In March 2023 Science published “Evolutionary-scale prediction of atomic-level protein structure with a language model” by Zeming Lin, Alexander Rives, and colleagues at Meta AI. It introduced ESMFold, a structure predictor built on top of ESM-2, a transformer language model trained on protein sequences.
The key finding is that information about a protein’s three-dimensional structure emerges inside a language model simply from learning to predict masked amino acids across millions of sequences, and that this emergent knowledge sharpens as the model scales. The authors trained ESM-2 models up to 15 billion parameters and used the largest as the basis for ESMFold.
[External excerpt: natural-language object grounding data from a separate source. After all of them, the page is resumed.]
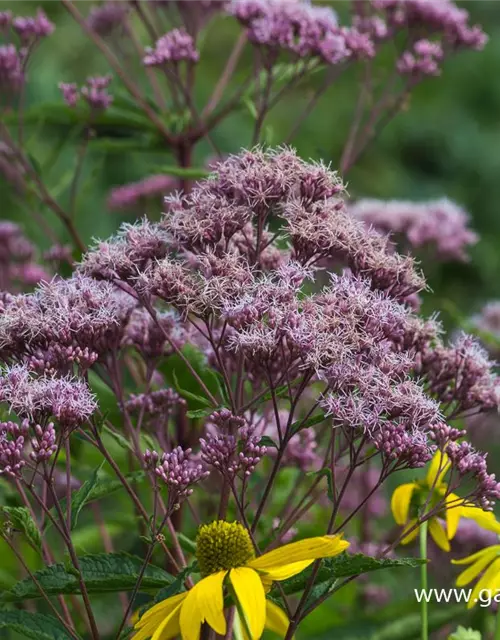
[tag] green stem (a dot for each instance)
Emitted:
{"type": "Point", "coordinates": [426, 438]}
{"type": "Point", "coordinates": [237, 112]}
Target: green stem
{"type": "Point", "coordinates": [423, 581]}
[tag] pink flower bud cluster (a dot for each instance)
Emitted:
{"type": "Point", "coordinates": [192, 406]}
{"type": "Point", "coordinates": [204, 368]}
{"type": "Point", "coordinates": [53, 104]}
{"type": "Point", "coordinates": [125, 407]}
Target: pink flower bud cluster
{"type": "Point", "coordinates": [231, 446]}
{"type": "Point", "coordinates": [174, 47]}
{"type": "Point", "coordinates": [43, 443]}
{"type": "Point", "coordinates": [177, 470]}
{"type": "Point", "coordinates": [108, 17]}
{"type": "Point", "coordinates": [94, 92]}
{"type": "Point", "coordinates": [439, 224]}
{"type": "Point", "coordinates": [300, 28]}
{"type": "Point", "coordinates": [443, 18]}
{"type": "Point", "coordinates": [12, 442]}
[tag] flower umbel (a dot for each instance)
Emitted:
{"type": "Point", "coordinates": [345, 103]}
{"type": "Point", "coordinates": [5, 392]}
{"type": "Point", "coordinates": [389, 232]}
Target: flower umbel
{"type": "Point", "coordinates": [227, 561]}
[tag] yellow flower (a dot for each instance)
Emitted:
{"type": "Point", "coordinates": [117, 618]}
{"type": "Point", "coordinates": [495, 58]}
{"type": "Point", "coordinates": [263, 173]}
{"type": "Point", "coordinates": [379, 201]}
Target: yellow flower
{"type": "Point", "coordinates": [454, 507]}
{"type": "Point", "coordinates": [226, 559]}
{"type": "Point", "coordinates": [487, 560]}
Crucially, ESMFold predicts structure directly from a single sequence, skipping the slow step of building a multiple-sequence alignment that AlphaFold and RoseTTAFold depend on.
That design made ESMFold roughly an order of magnitude faster than alignment-based methods, at accuracy that was somewhat lower but still useful. The team exploited that speed to fold more than 600 million metagenomic proteins, releasing the results as the ESM Metagenomic Atlas, a structural view into the vast “dark matter” of microbial proteins that had never been characterized.
For a general reader, this paper showed that the same language-model recipe powering chatbots transfers to biology, and that trading a little accuracy for large speed gains can open up problems, such as folding hundreds of millions of unknown proteins, that slower methods could never reach.